The failure to make the promised progress with open data and APIs (interfaces) is of particular significance to the failure of DDaT to improve the policymaking process. Open data and open APIs would enable data to be drawn from across all relevant systems and processes, regardless of their owning department. Policymakers could gather evidence to tackle complex socio-economic and user needs rather than being constrained by the Victorian structure of governments’ current institutions. Large-scale data sets could be navigated through the use of digital technologies such as artificial intelligence, helping policymakers to analyse, make sense of, and respond to complex policy challenges.

While designing policy, policymakers could work in a transparent way. They could use digital tools to improve participation and co-creation, trying ideas on a small scale, gathering continuous feedback and improvement, and designing truly integrated, and more effective, services. Over time, the existing organisational silos of government could be reformed and redesigned around these integrated services, providing a migration path towards more effective and efficient digital organisations and practices.
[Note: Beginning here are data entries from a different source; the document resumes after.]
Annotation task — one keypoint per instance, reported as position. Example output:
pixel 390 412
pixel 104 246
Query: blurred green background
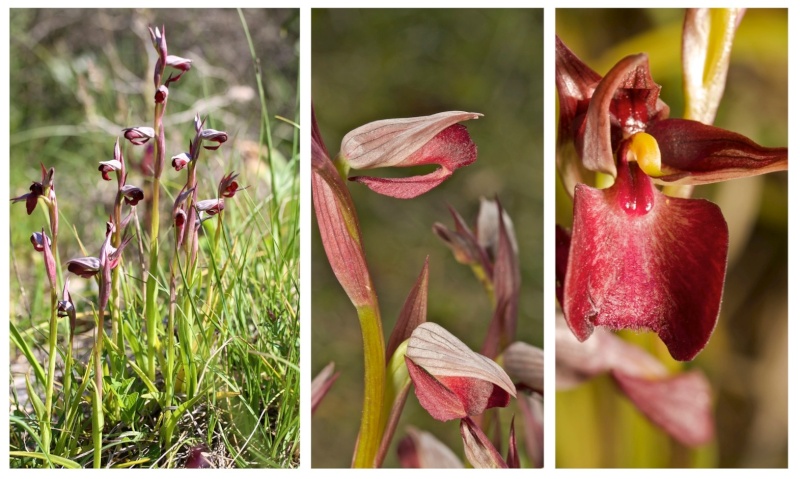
pixel 375 64
pixel 78 76
pixel 746 358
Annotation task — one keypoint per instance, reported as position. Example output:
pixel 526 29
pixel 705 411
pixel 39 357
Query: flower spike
pixel 427 140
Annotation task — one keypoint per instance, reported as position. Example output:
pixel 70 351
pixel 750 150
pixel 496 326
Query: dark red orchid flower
pixel 131 194
pixel 43 188
pixel 450 380
pixel 214 136
pixel 427 140
pixel 639 259
pixel 678 403
pixel 228 186
pixel 139 135
pixel 211 206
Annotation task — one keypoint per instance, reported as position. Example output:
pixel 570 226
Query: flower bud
pixel 107 167
pixel 139 135
pixel 84 267
pixel 132 194
pixel 161 94
pixel 210 207
pixel 228 186
pixel 218 137
pixel 180 161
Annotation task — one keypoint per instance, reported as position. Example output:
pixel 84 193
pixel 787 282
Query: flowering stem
pixel 116 336
pixel 51 370
pixel 190 246
pixel 97 406
pixel 391 423
pixel 151 292
pixel 370 431
pixel 169 374
pixel 53 339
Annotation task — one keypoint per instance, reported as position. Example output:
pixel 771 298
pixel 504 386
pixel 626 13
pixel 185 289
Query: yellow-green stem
pixel 97 407
pixel 51 371
pixel 169 373
pixel 370 431
pixel 116 315
pixel 150 302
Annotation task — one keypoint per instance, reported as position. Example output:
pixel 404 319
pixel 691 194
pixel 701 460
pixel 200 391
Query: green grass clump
pixel 226 378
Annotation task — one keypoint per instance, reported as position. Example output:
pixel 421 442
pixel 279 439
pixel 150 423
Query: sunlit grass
pixel 237 325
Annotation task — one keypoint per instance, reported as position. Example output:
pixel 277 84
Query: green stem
pixel 51 371
pixel 97 407
pixel 370 431
pixel 116 315
pixel 150 303
pixel 169 374
pixel 151 292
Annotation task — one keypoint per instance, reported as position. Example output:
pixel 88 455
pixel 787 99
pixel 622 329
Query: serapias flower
pixel 679 404
pixel 421 450
pixel 131 194
pixel 117 164
pixel 228 186
pixel 450 380
pixel 211 206
pixel 138 135
pixel 214 136
pixel 428 140
pixel 639 259
pixel 42 244
pixel 180 161
pixel 108 259
pixel 43 189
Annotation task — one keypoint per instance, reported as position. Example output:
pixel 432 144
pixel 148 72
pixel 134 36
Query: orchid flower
pixel 43 189
pixel 421 450
pixel 639 259
pixel 450 380
pixel 680 404
pixel 138 135
pixel 428 140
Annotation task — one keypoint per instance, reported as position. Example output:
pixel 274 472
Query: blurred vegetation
pixel 77 78
pixel 746 358
pixel 376 64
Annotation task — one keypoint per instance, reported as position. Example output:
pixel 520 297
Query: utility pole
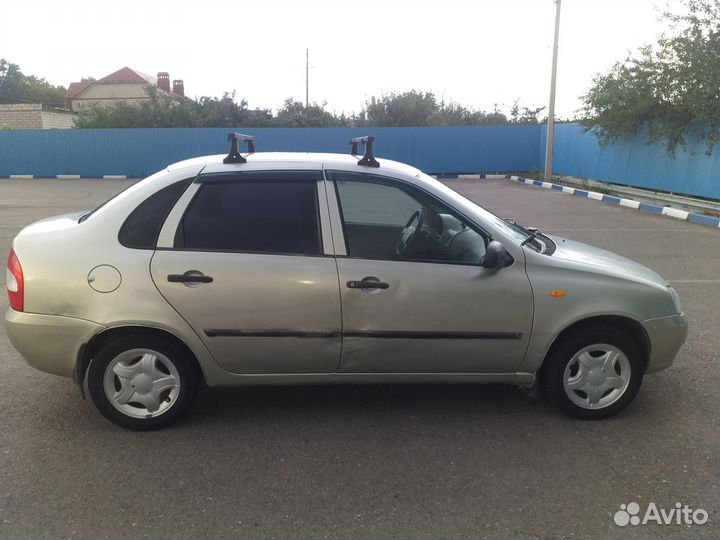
pixel 551 107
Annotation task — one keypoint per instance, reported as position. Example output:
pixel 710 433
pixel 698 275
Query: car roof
pixel 323 160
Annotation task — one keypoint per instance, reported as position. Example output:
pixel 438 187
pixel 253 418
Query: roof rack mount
pixel 234 156
pixel 368 160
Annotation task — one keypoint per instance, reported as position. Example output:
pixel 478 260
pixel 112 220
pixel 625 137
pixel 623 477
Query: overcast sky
pixel 475 52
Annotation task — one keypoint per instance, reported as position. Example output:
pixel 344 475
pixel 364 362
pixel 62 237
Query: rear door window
pixel 256 213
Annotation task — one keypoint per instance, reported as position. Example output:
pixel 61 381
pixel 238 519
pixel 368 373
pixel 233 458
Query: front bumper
pixel 667 335
pixel 49 343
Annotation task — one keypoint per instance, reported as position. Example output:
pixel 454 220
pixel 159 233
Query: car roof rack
pixel 234 156
pixel 368 160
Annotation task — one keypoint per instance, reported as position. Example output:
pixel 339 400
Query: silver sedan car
pixel 293 268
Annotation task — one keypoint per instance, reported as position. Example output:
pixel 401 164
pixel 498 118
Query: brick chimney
pixel 164 81
pixel 178 88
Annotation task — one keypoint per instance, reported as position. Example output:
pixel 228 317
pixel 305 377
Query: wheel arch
pixel 629 326
pixel 88 350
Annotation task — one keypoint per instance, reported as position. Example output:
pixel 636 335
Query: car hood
pixel 608 262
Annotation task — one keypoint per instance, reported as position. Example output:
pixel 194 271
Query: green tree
pixel 15 86
pixel 295 114
pixel 161 110
pixel 415 108
pixel 670 89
The e-government and digital government movement started back in the early 1990s. Years of trying to modernise government by starting at the front end, improving the presentation tier, has failed to bring the expected benefits. Governments need to return to earlier ideas: they should mandate the use and exposure of open data from their systems and make it available through open, standardised APIs. This is nothing new: governments have repeatedly recognised the value of data and the need for standard formats and interfaces. Where they have failed is in ensuring its delivery and implementation.

It’s time for governments to re-energise the delivery of open data and interfaces as the first tangible step towards more effective policymaking. They should prioritise the public data that’s likely to deliver the quickest benefits, establishing pilot projects, building the capabilities and skills both within government and in its supplier ecosystem, and doing so in the open to build momentum and trust. By starting small, showing practical and worthwhile results, and then scaling the work more widely and deeply across government, it will help build and sustain a delivery model that’s long been lacking.
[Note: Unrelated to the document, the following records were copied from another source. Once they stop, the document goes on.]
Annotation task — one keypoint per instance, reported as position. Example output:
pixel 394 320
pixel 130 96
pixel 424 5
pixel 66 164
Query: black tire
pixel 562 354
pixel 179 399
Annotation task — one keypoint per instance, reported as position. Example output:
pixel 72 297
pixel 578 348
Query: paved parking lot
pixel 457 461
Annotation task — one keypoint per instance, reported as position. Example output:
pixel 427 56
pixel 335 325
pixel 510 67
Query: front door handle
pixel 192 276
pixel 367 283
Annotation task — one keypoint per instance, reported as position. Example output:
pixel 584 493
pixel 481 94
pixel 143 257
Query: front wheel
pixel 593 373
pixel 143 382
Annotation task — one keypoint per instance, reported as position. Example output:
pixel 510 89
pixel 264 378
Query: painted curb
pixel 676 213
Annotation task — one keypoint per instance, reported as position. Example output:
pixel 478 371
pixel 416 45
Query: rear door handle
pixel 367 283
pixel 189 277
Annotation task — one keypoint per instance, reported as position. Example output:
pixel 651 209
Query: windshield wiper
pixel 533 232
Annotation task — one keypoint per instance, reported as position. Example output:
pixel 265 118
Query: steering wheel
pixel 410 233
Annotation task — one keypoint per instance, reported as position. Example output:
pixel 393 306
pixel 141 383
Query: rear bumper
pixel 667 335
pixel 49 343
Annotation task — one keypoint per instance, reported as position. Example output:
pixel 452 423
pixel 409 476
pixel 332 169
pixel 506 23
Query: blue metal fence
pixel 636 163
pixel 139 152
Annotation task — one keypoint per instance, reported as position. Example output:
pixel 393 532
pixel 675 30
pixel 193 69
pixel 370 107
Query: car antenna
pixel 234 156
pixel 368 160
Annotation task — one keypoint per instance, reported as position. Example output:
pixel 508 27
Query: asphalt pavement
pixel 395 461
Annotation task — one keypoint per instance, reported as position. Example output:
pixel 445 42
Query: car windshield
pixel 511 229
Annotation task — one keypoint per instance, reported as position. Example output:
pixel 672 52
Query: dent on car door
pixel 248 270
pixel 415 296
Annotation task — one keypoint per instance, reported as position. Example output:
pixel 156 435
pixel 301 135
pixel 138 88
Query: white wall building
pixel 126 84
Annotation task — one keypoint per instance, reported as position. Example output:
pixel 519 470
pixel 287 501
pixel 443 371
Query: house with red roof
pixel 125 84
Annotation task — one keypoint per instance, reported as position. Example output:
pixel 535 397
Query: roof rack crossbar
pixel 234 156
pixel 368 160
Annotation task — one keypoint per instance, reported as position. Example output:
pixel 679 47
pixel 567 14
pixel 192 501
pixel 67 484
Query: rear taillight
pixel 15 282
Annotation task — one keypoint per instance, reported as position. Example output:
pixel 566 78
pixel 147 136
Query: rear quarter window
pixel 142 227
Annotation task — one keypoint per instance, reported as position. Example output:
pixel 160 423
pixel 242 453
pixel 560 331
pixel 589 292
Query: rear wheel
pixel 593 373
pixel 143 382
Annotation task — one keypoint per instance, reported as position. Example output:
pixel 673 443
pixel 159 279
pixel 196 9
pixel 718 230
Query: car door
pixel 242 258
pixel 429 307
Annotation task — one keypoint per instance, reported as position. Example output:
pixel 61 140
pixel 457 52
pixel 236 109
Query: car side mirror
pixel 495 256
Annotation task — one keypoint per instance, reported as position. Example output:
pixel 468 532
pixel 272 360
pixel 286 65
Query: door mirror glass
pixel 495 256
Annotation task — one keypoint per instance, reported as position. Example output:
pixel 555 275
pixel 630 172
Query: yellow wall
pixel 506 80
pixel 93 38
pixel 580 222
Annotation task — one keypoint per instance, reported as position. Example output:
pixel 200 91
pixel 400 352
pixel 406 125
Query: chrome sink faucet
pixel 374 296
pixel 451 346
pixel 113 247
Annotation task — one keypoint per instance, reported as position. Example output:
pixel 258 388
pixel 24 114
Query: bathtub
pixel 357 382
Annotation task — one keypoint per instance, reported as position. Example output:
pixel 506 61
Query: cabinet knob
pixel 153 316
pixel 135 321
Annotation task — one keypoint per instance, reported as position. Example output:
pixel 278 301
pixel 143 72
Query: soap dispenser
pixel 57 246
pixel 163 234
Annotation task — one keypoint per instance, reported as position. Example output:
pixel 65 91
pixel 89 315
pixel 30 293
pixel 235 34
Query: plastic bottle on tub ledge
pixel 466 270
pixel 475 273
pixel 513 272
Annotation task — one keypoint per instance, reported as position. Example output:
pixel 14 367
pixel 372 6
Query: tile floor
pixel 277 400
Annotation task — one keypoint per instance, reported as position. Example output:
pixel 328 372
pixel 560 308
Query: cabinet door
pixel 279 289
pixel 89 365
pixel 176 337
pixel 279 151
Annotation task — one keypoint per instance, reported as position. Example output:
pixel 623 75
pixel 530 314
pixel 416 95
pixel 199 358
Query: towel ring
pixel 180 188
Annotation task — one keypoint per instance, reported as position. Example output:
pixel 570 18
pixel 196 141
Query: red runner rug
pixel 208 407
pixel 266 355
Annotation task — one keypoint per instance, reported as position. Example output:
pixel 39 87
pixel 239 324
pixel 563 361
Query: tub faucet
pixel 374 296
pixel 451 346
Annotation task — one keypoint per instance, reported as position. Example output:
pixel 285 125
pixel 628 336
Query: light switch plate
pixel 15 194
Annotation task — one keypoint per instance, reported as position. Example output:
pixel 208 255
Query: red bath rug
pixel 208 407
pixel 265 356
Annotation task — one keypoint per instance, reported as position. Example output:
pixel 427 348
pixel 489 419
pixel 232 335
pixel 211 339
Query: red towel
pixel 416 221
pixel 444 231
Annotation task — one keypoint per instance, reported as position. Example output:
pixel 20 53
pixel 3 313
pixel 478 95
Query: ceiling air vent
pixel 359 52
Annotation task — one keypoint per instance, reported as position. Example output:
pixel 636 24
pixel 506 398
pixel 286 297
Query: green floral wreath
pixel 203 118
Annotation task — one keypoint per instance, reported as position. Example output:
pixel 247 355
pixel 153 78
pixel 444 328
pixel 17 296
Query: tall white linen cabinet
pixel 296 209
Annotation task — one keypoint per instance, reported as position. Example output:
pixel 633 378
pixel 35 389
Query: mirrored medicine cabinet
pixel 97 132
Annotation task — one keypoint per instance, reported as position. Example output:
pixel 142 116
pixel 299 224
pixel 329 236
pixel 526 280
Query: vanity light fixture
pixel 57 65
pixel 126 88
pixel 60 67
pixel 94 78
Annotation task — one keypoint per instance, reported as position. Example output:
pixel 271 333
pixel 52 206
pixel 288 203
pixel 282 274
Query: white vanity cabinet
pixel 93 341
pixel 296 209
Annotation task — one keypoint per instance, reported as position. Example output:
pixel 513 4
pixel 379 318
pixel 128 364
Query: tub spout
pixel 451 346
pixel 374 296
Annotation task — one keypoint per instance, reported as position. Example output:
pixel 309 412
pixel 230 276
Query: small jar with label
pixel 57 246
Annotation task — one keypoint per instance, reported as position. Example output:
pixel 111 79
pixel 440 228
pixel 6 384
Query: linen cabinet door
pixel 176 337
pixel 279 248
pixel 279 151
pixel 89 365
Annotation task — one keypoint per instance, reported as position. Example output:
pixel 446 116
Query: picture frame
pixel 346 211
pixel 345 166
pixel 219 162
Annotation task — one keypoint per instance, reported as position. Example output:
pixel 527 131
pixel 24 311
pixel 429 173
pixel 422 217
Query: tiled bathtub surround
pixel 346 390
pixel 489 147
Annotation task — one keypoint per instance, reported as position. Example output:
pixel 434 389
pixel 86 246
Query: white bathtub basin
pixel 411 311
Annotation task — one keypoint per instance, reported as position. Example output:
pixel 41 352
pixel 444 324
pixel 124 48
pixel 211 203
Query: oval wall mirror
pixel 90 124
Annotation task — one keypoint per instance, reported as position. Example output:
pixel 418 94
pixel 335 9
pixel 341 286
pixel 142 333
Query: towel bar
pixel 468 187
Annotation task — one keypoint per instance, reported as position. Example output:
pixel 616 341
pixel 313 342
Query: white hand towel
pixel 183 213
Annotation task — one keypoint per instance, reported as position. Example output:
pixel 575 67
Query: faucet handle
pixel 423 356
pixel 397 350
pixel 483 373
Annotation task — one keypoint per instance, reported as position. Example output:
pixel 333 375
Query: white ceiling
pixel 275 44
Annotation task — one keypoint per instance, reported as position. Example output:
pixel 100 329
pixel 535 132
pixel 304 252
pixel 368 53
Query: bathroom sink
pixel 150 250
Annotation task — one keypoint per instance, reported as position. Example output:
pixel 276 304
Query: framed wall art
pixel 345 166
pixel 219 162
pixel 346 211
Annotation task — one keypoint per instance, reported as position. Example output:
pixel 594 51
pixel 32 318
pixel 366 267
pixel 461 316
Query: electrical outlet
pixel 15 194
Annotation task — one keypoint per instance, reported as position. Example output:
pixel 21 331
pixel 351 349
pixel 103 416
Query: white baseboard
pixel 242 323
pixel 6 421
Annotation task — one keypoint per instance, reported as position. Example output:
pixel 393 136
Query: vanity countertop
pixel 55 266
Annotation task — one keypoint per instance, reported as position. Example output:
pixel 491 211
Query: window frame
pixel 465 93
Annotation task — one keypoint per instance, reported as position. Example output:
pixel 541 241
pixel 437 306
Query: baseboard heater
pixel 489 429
As open data and interfaces become more ubiquitous across the public sector, policymaking will finally be positioned where it needs to be: centred on needs and users, rather than working within the narrow silo structures of government. Government will be able to identify how it can play a more effective role, delivering policies and outcomes that break down the current narrow domains and focus instead on the needs of those they are there to serve. Policy can become more joined-up and integrated across areas such as health, housing, education, and welfare.

It’s time to unshackle DDaT and bring it into the heart of policymaking. Time to realise its potential to radically improve the effectiveness of policymaking, the outcomes it achieves, and the quality of life for citizens.


Updated 11.05.2022 with the diagram of ‘policymaking should adopt the evidence-based, continuous-improvement model of software development’, taken from an interim illustration intended for my new book.